The safety outcomes were the incidence of MAEs, and incidence of SAEs. The efficacy outcomes were seropositivity/seroconversion rates of antibodies against SARS-CoV-2, SARS-CoV-2 infection, COVID-19-related hospitalization, and COVID-19-related mortality. A meta-analysis will be conducted when more than one study per outcome is identified. The Higgins statistic (I²) was used to assess the heterogeneity of data from different studies. The random-effects model will be used when I² ≥ 50%, otherwise, the fixed effect model will be adopted. For dichotomous data (e.g., seropositivity rates), the levels were presented as rates (%) with 95% confidential interval (CI). Comparisons between rates were presented as risk ratio (RR) with 95% CI. All outcomes will be presented as forest plots, if appropriate. Subgroup analyses and meta-regression were not carried out due to the low number of studies. The funnel plots and Harbord’s test were used to evaluate the potential publication bias. A two-sided p-value less than 0.05 was considered significant. Review Manager 5.4.1 and Stata 12.0 were used for statistical analysis.

Results

Study Inclusion

6,893 records were identified through initial database searching, between which 2,269 records were removed records because of duplicates.
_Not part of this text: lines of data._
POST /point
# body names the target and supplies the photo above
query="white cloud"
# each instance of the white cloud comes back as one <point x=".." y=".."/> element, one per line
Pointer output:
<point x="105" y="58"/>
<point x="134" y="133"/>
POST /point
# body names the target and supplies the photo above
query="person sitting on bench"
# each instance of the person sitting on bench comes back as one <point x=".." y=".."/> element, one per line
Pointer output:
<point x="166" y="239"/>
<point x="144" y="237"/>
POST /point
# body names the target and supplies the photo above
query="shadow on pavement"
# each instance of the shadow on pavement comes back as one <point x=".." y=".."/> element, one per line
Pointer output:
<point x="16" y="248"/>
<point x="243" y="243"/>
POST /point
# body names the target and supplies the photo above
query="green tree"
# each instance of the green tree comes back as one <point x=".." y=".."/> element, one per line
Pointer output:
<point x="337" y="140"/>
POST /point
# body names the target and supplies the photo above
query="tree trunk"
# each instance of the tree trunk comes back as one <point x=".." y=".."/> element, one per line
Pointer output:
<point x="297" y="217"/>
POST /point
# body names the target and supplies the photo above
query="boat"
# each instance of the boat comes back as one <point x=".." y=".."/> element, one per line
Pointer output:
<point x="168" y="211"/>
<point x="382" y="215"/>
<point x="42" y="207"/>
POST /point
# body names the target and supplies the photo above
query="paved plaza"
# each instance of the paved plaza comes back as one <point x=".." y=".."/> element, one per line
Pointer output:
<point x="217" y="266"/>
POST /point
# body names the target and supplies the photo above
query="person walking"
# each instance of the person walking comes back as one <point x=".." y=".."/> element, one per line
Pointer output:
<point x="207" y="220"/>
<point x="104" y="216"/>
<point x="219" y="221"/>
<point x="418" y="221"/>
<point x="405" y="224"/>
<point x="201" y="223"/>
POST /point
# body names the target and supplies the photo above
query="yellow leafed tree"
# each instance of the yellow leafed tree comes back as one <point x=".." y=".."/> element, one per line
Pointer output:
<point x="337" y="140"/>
Based on our inclusion and exclusion criteria, 4,536 records were excluded after title and abstract review, and further 29 records were excluded after full-text review. Ultimately, 29 studies were considered eligible and included in this literature review (Figure 1).

FIGURE 1

Of the 29 included studies [6, 18–45] (Table 1–3), 19 were prospective cohort studies, 8 was retrospective study, and 2 was cross-sectional study. In the 29 included studies, all patients were older than 18 years, and 17 studies included CLD patients with cirrhosis. 22 studies had a control group (18 studies used healthy people as controls and 4 study used unvaccinated CLD patients as controls). 11 studies included inactivated vaccines, 3 inactivated and viral vector vaccines, 2 viral vector vaccines, 4 mRNA and viral vector vaccines, 8 mRNA SARS-CoV-2 vaccines, and 1 mRNA, inactivated and viral vector vaccines. The follow-up time after full-course vaccination of the most included studies were more than 7 days. Overall, 25 studies evaluated the safety and/or antibody response of SARS-CoV-2 vaccines [18–21, 24–38, 40–45] (Tables 1, 2), 4 study evaluated the clinical outcome (SARS-CoV-2 infection, hospitalization and death) after full-course SARS-CoV-2 vaccination [6, 22, 23, 39] (Table 3). Besides, the risk of publication bias of all included studies was low or moderate (Supplementary Tables S2–S4).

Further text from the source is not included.